Updated: August 21, 2012

INTRODUCTION

 

There's more to a successful software implementation than simply purchasing a solution. In fact, according to some research reports, more than 80 percent of deployment projects fail. That's a lot of time, money and technology down the drain. Fortunately, there are steps you can take to ensure software implementation success.

 

ANALYSIS

 

1. Think beyond IT. Your IT department may be all aflutter about your new purchase, but don't let IT go it alone. "It's a huge mistake to think that software deployments and implementations are IT projects," warned Jim Blankenheim, senior program director at Computer Sciences Corporation, a Virginia-based IT company specializing in consulting, systems integration and outsourcing. "Failure to get the business adequately involved is a huge pitfall." That's because every IT undertaking demands adequate sponsorship from senior-level managers willing to commit the necessary time and resources to a project. Without such support, warns Blankenheim, an implementation will likely fall through the cracks when new projects move to the top of the priority list.

2. Govern yourself accordingly. Governance is key to ensuring that a company understands — and is prepared for — the impact that introducing new software can have on business processes. After all, said Blankenheim, "It's rare that you'd put in a new software application that would have zero impact on the business processes." Preparing an inventory of processes and forecasting the effects of new software can help minimize the impact.

3. Prepare for change. There's a reason the IT department campaigned for that brand new ERP (enterprise resource planning) system or CRM solution. Now it's time to sell that reason to the masses. Employees need to know why a particular application was purchased, what type of ROI (return on investment) can be expected, and what's in it for them. "Change management is crucial," said Blankenheim. "It involves focusing the pain and ensuring a good deal of communication across the enterprise."

4. Driving adoption. One of the fastest ways to convince employees to embrace a new software system is through training . After all, when armed with the necessary knowledge and skills, an employee will be far more likely to put a solution to good use. What's more, Blankenheim said proper training "reduces stress by showing employees how the new system works and how it applies to doing your job. Otherwise, it's just like handing over the user's manual for your new car."

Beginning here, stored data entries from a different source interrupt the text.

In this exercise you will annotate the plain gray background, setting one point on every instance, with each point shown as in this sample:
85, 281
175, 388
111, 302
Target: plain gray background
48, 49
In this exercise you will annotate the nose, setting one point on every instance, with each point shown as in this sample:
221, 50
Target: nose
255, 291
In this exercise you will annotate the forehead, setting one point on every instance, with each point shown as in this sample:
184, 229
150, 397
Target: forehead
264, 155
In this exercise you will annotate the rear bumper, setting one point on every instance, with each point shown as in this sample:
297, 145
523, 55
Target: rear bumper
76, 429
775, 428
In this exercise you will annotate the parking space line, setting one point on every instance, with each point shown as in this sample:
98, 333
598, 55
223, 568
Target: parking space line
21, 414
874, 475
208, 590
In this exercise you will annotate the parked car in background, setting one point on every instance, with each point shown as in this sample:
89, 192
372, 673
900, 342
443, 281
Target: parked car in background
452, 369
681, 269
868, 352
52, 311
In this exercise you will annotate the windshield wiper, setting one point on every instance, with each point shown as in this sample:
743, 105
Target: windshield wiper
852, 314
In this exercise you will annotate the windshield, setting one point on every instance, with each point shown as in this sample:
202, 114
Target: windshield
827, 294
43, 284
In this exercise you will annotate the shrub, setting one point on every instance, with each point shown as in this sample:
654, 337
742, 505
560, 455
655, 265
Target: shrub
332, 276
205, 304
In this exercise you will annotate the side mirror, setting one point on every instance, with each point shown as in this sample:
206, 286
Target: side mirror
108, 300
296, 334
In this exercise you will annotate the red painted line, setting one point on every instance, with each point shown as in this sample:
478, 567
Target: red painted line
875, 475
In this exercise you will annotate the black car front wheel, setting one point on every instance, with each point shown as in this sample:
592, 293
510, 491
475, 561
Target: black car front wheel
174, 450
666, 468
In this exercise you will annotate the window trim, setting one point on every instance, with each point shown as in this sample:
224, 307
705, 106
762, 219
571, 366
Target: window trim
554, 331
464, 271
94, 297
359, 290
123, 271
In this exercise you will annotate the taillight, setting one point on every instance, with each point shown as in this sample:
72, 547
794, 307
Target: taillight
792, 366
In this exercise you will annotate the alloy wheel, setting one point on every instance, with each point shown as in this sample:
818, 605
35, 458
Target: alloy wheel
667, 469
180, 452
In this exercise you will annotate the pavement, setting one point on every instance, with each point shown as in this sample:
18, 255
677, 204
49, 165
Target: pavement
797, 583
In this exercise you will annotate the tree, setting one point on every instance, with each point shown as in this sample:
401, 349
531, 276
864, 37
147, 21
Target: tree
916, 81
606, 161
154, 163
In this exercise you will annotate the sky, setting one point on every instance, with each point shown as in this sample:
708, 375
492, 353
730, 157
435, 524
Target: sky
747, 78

5. Anticipate tech headaches. A number of technical issues can arise when implementing a software solution. For example, when converting data from one order processing system to another, it's not uncommon for companies to discover "redundant and ambiguous information," said Blankenheim. Nevertheless, he said, "Fixing such problems is generally up to the business side of the company. IT can support them, but the business organization needs to sit down and say, ‘This is what it needs to be done.' "

6. Get help. Not every company has the time and internal skills needed to shepherd a successful software implementation from start to finish. "Often it's hard for a company to devote the kinds of resources it needs to deliver a complicated project. Bringing someone in from the outside can find that focus," said Blankenheim. But a consultant or systems integrator is more than simply a helping hand. Rather, Blankenheim said, a third-party provider can play the important role of both "common enemy [and] mediator. The third-party integrator becomes a key change agent," he explained. "We're hired to get the job done, and sometimes that involves breaking some eggs to make the omelet. There's always spirited discussions about what needs to get done and when."

 

RECOMMENDATIONS


Although some companies balk at the expense of bringing a third party on board, external assistance can expedite the implementation process, resulting in overall savings. "Once you get a project going, every delay is an additional cost and/or deferred benefit," said Blankenheim.